Contrast set learning is different from classification in the sense that it identifies differences between groups instead of predicting groups. I attempted to apply this to fundamental data, by splitting forward returns into "low", "medium" and "high" classes and tried to identify which combinations of fundamental factors would be contrasting features across these three classes.
I managed to come up with something, but my next challenge is to convert this into an algorithm/research notebook as follows:
- Every week, identify the contrasting features that differentiate low forward returns from high forward weekly returns.
- Use these rules to rank stocks into different long/short buckets.

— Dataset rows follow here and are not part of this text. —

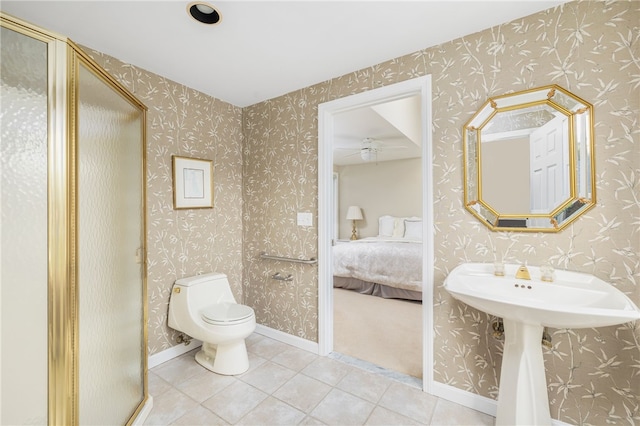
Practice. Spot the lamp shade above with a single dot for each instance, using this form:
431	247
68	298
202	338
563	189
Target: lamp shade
354	213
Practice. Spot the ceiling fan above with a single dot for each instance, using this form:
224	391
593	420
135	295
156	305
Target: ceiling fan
369	149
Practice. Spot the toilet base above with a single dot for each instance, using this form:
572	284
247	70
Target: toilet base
228	359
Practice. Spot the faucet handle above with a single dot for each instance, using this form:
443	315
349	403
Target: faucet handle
523	273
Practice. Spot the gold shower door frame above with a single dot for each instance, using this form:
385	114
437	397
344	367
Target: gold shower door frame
64	60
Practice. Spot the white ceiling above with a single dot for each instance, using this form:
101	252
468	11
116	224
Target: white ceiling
264	49
390	131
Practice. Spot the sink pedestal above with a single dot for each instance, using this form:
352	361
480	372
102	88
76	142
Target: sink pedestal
523	397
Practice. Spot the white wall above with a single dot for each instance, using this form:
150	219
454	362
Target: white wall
388	187
505	177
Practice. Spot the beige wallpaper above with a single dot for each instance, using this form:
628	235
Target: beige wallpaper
185	122
590	48
384	188
261	182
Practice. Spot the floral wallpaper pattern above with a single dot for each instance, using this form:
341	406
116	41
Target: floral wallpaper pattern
265	171
182	121
588	47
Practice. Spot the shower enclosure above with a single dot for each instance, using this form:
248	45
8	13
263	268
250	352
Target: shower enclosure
72	236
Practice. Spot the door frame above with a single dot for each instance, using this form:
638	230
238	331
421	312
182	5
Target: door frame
326	111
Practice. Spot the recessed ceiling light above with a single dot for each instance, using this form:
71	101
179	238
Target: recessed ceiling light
203	12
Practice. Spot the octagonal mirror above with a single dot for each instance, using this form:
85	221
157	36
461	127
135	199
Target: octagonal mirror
528	160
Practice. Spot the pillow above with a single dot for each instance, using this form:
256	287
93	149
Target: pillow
385	226
398	227
413	229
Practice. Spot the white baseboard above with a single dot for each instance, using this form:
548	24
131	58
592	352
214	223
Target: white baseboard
289	339
144	413
468	399
172	352
471	400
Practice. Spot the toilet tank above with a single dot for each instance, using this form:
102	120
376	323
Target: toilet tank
204	290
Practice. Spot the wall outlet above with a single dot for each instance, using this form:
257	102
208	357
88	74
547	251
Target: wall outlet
305	219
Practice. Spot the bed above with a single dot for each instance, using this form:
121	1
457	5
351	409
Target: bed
389	265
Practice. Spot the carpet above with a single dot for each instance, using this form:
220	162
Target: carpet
384	332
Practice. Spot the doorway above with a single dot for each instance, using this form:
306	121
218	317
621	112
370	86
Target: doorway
327	114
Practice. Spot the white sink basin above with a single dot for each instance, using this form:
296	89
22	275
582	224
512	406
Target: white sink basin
572	300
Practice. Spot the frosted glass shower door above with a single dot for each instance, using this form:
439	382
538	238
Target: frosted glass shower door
23	229
110	244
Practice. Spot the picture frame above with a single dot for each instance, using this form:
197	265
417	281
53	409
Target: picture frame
192	183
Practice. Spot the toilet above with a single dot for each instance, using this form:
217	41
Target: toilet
204	308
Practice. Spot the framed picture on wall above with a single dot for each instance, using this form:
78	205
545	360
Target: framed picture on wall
192	183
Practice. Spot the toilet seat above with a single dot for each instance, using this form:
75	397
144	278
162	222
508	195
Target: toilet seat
226	314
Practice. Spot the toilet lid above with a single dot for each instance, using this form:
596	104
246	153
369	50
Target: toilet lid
226	313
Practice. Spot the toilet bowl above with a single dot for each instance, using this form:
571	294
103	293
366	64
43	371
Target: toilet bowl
204	308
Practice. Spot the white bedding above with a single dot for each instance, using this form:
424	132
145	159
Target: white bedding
395	262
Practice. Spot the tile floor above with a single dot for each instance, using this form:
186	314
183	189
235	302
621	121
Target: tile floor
289	386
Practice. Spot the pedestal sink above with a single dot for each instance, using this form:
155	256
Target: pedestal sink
572	300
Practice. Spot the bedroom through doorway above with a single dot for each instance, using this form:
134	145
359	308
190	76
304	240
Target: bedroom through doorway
372	160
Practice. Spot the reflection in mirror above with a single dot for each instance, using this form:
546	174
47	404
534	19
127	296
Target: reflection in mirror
529	160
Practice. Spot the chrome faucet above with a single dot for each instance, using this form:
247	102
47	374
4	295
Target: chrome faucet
523	273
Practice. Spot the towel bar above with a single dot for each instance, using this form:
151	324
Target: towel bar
289	259
280	277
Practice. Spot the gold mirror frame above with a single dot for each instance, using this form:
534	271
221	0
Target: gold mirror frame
576	190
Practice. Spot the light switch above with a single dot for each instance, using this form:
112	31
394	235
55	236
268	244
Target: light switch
305	219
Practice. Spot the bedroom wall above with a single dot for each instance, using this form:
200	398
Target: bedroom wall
388	187
590	48
182	121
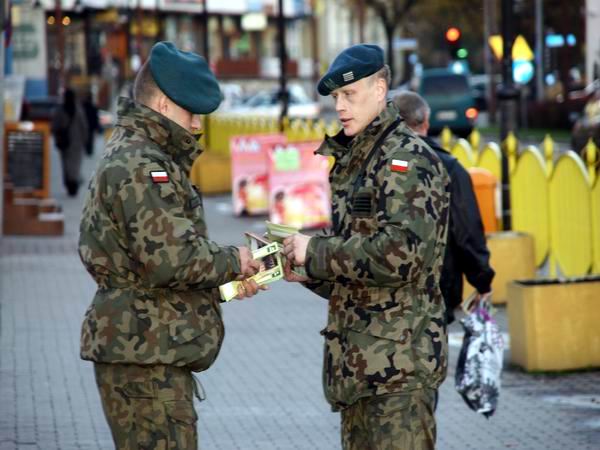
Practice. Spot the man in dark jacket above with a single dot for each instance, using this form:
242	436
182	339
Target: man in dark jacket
466	252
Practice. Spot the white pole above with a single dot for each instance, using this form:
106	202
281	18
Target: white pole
2	149
539	49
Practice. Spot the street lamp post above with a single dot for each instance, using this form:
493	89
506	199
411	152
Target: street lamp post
283	94
507	99
60	43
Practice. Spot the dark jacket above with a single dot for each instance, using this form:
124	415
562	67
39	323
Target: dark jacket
466	253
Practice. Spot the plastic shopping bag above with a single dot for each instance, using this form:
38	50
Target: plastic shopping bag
480	361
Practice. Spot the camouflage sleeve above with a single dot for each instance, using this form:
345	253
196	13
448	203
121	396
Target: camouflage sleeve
164	241
394	246
321	288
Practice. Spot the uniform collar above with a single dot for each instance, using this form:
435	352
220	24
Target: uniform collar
174	140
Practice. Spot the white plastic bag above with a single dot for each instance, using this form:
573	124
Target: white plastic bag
480	361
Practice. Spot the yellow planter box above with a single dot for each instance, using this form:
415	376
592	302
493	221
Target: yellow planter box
212	173
554	325
512	258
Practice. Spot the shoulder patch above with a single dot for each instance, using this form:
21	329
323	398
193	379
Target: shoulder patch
159	176
399	165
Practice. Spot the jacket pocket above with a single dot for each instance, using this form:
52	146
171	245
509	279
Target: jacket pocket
195	338
363	212
378	352
181	422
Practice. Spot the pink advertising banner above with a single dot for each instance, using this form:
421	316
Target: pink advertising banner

- Trade them and hold until next week.
- Continue this process every week.
Could someone experienced with pipeline show me how to go about this?
The attached notebook shows some rules identified by Contrast set learning that I want to apply on securities to trade. For example, from a universe of 36 securities given this output:
Returns=>low ('price_fcf_qf =>(19.0, 36.0)', 'price_qf1_eps =>(19.0, 36.0)', 'cf_total_assets_af =>(18.0, 35.0)') Returns=>high ('wc_sales_qf =>(0.0, 18.0)', 'price_eps_af =>(18.0, 35.0)', 'z_score_qf =>(19.0, 36.0)')
It says that securities with high price_fcf_qf, price_qf1_eps, and cf_total_assets_af performed poorly next week and securities with low wc_sales_qf, price_eps_af, and high z_score_qf performed well.